There are some who say: “If God has chosen us to be in Him ‘before the foundation of the world’ (Ephesians 1:4) and we were ‘predestined’ to salvation (Ephesians 1:5, 11) then what is the point of evangelism? Isn’t God going to save who He is going to save anyway? And if He is going to save who He is going to save, then we don’t need to witness.” Such a view focuses on the end result while trying to deny or escape personal responsibility. God has ordained the end result of those who will be saved; however, He has also ordained the means by which their salvation is going to happen. Our understanding of God’s sovereignty must be tempered by the Scripture’s command to our moral and personal responsibility. Since God is going to save some and not others, we must make every effort to do what He has commanded us to do—why? For several reasons: the first is because He has commanded us to, as our passage reveals. Secondly, it is because of our joy to do it, because we are doing what we were made to do. And thirdly, it is so that our act of obedience might add to the condemnation of the world.

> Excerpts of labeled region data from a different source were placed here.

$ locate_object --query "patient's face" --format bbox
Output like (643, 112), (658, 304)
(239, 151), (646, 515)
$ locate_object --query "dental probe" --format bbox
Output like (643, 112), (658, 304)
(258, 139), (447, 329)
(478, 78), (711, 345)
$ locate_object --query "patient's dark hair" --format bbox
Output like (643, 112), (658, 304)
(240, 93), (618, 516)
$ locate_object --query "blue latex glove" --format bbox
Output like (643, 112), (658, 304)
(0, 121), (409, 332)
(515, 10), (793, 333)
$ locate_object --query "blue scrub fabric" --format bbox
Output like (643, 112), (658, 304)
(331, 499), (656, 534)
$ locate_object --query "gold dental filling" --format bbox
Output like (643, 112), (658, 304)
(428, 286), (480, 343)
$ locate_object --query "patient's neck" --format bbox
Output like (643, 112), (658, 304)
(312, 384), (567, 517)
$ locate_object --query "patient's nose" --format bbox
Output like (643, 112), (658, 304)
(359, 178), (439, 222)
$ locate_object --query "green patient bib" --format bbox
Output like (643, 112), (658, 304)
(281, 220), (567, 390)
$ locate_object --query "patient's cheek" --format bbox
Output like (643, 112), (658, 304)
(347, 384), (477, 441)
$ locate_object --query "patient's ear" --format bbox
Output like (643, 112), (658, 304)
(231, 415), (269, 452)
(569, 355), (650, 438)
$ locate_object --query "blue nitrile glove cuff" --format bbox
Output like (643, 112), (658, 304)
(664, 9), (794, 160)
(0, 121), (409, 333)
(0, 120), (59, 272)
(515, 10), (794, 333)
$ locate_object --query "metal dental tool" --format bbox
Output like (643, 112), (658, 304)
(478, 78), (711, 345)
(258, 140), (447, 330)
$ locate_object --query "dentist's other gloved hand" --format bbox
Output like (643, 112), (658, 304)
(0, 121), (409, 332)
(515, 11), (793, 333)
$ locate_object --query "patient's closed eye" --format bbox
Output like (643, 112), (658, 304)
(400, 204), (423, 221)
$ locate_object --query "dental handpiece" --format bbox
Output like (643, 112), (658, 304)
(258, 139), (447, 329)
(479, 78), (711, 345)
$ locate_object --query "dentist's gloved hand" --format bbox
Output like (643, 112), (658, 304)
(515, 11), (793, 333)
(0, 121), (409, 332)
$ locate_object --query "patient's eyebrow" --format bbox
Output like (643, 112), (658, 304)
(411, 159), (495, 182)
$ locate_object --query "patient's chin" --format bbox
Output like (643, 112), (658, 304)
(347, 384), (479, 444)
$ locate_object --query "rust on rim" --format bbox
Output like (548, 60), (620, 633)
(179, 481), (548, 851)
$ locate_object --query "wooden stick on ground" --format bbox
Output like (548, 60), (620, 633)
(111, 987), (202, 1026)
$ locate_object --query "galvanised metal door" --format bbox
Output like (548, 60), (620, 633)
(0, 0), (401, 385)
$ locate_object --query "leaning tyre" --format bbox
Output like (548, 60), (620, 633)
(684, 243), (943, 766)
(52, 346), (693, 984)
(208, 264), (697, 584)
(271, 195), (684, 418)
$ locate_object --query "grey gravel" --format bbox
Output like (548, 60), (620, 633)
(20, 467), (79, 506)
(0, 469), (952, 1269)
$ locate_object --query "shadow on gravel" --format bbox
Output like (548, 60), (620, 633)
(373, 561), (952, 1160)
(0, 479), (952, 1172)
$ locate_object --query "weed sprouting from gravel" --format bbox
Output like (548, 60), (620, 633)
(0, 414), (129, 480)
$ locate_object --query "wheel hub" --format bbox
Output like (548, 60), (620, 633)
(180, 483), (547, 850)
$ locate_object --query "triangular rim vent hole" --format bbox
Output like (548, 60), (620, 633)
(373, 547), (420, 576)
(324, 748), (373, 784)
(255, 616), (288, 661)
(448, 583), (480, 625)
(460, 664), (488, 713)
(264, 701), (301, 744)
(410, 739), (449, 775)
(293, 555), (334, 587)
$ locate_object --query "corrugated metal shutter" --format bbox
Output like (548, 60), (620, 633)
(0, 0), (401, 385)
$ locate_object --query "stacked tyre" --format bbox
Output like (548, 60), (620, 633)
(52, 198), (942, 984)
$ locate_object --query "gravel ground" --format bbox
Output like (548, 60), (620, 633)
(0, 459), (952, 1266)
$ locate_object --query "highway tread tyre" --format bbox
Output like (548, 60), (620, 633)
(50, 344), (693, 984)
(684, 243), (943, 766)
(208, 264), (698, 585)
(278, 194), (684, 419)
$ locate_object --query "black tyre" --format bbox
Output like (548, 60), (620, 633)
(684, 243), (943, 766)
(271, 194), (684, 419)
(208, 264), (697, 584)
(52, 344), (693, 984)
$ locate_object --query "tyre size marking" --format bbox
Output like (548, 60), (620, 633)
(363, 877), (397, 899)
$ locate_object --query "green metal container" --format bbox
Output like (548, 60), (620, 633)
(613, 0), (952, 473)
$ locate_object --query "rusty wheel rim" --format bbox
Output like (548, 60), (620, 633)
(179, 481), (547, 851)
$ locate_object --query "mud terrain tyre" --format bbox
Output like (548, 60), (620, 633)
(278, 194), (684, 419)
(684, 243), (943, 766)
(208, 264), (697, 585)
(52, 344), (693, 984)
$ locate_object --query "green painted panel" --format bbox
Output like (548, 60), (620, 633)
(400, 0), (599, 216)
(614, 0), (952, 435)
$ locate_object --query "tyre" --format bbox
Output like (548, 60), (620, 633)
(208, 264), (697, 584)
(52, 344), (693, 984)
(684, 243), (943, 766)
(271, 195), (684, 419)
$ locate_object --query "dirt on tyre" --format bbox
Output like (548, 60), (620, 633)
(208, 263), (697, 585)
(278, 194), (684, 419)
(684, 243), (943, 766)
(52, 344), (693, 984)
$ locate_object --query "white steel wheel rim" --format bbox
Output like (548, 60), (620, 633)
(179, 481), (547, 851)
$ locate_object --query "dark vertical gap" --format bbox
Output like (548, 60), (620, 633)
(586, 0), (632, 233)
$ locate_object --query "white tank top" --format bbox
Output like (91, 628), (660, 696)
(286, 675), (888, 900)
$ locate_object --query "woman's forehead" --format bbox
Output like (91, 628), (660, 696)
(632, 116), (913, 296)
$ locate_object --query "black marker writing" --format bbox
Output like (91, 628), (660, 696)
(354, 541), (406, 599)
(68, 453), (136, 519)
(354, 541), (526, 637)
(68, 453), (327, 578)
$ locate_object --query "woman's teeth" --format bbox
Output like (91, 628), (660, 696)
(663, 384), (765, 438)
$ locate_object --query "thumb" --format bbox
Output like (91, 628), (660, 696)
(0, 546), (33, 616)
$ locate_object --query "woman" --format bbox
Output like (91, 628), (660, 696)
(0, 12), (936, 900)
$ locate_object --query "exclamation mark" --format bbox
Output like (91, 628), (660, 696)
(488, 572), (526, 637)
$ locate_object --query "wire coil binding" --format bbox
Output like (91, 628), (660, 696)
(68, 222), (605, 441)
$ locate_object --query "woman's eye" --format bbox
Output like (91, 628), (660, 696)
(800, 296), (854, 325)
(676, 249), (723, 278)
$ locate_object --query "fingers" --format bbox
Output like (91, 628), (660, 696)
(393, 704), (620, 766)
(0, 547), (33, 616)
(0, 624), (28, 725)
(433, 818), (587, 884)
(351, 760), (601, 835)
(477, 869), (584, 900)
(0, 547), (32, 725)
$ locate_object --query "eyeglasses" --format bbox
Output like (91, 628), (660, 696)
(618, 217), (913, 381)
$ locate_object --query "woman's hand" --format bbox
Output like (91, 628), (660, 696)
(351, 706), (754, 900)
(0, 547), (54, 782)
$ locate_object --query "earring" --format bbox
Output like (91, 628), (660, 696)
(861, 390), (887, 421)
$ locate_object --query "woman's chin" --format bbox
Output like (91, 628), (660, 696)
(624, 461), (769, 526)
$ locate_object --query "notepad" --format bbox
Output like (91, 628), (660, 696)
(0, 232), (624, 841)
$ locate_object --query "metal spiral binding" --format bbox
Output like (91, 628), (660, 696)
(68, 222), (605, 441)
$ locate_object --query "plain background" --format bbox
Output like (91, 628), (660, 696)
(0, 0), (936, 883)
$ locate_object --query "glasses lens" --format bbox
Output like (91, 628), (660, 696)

Consider Pharaoh in the Old Testament and his interaction with Moses. Time and time again, we read in the Scripture that God hardened Pharaoh’s heart (Exodus 4:21, 7:3, 9:12, 10:1, 10:20, 10:27, 11:10, 14:8), but we also read that Pharaoh hardened his own heart (Exodus 8:32, 9:34). Why did God harden Pharaoh’s heart? Better yet, why did Pharaoh harden his own heart? God hardened Pharaoh’s heart, so that God may receive glory, “For the Scripture says to Pharaoh, ‘For this very purpose I have raised you up, that I might show My power in you, and that My name might be proclaimed in all the earth’"—Romans 9:17.

God uses us for His glory, so that His name might be made known. He uses the just and the unjust to make His name known. Just as He used Moses to display His glory, He also uses Pharaoh for His glory, so that His name might be proclaimed throughout the earth.

God will do what He wants to do and His will cannot be stopped or thwarted, however much we may fight or reject His promptings. In the great mystery that is largely unknown to us, God will accomplish His purposes. Knowing that He cannot be thwarted, we submit ourselves to His call and command to go and make disciples (Matthew 28:19-20), so that we might be obedient and that our joy may increase. Don’t believe the lie that we are not to witness; God has commanded us to do so. He knows the results; we don’t. We are simply being obedient. He has not allowed us to peek behind the curtain of His divine sovereignty except in small glimpses that make the mind spin and marvel at the same time. While from our perspective, we don’t know who will be saved, from God’s perspective He knows. We simply know and trust that He is God and we are not. He is the Creator and we are the creation. But we are invited to a great stewardship and responsibility for which we will give an account.

May we glory in the opportunity, responsibility and stewardship of our witness so that God’s glory is made known, men and women are saved, and our joy will increase, all to God’s glory. Amen.